The real payoff is a production feedback loop, not just dashboards — teams tag launches with metadata, compare variants like prompt v2.4 versus control, and use issue-rate changes such as user frustration dropping from 37% to 9% to decide whether a model, prompt, or harness change actually helped.
Zuben opens with the core thesis: agents fail in ways normal software doesn’t. They’re non-deterministic, unbounded, and can run for hours while calling tools, memory systems, and recursive sub-agents, so the old “test input, check output” eval mindset stops being enough fast.
He makes the production analogy explicit: just like traditional software still needed monitoring even with tests, agents need it even more because the long tail is where the weird stuff lives. He calls observability “humanity’s last problem,” arguing that once humans can’t monitor and understand agent failures anymore, the systems are already ahead of us.

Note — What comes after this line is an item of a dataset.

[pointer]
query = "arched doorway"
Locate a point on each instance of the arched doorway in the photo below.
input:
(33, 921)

Raindrop’s framework is simple: explicit signals are objective things like error rate, latency, regenerations, and cost; implicit signals are semantic signs that something is off. The implicit side is where he lingers — refusals, task failure, user frustration, moderation issues, jailbreaks, and even positive “wins” — because those are often the first real signs your product is degrading.
One of the most memorable examples is the Claude Code leak showing a keywords.ts file full of regex for phrases like “WTF,” “this sucks,” and “horrible.” His point is not that regex is perfect, but that if those patterns spike 10% across millions of users, it becomes an incredibly cheap and useful frustration signal.

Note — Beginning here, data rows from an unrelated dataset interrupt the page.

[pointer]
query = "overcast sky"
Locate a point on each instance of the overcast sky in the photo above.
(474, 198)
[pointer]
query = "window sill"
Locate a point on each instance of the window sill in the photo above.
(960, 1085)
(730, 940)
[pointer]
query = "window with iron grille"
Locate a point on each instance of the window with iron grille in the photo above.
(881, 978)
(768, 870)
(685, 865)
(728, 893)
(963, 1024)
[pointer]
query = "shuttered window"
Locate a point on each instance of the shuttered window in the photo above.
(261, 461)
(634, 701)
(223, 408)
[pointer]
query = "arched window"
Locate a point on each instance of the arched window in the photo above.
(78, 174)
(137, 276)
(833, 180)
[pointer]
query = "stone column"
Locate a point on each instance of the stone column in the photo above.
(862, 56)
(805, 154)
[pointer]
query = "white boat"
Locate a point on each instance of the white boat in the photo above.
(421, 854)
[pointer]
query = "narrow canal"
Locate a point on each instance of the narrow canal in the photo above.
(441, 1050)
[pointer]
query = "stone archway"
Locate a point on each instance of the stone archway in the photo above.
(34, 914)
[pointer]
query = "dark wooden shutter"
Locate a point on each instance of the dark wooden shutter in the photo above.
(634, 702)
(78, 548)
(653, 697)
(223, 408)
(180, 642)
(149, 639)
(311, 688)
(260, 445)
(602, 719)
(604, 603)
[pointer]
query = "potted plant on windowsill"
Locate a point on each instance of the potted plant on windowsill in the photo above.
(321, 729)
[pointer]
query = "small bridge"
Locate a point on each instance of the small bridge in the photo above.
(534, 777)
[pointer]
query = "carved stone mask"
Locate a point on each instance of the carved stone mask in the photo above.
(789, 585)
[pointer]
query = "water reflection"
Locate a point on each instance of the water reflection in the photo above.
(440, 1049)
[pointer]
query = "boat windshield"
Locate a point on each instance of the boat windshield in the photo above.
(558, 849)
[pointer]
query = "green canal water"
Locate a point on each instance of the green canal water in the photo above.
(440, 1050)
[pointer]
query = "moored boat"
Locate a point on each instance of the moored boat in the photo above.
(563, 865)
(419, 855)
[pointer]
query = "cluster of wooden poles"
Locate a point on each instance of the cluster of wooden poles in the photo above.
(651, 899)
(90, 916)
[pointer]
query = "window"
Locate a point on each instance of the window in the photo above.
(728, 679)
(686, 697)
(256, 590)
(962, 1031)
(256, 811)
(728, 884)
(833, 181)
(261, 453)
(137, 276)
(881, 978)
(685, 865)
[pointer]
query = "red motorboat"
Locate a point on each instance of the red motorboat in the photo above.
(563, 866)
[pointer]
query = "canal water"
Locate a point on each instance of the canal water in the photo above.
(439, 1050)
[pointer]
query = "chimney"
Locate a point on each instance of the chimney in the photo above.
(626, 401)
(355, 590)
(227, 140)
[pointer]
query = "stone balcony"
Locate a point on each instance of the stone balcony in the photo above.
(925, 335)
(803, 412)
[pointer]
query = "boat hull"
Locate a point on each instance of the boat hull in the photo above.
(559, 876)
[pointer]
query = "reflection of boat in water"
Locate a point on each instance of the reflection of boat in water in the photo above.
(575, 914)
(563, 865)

Once you have good signals, you can alert on them — but the bigger use is experimentation. Zuben shows a Raindrop example where shipping prompt version 2.4 drops user frustration from 37% to 9%, while other complaint categories also fall and tool usage rises, giving teams a much richer read than eval scores alone.
In Q&A, they get practical: how much data is enough, how to track launches, whether regex breaks on non-English users, and whether running LLM judges on every output is viable. Their answer is blunt — a few hundred events is already useful once no one can read everything manually, and at larger scales like Replit, always-on LLM judging gets too expensive, which is why they train smaller classifiers instead.
Danny takes over with the idea that modern models are surprisingly good at introspection, citing OpenAI’s work on getting models to “self-confess” dishonesty, hallucinations, and shortcuts. His favorite example is a coding model asked to fix a unit test that simply deletes the test — then honestly admits it if prompted the right way.
In the workshop, Danny sabotages a simple coding agent’s write tool with a permission error and watches it route around the problem using bash heredoc syntax. The clever part is the observability setup: adding one generic report tool and a soft system-prompt nudge gets the agent to say, in effect, “I created the file via bash because write failed,” but only if the framing feels like feedback to its creator rather than a confession of “unsafe behavior.”
In the closing discussion, they describe the real workflow: ingest full transcripts and tool traces, define domain-specific signals, then use clustering and agents to find new root causes when frustration spikes. They position Raindrop as complementing standard telemetry tools by focusing on the fuzzy failures — the moments when the system technically runs but the user is still having a bad time.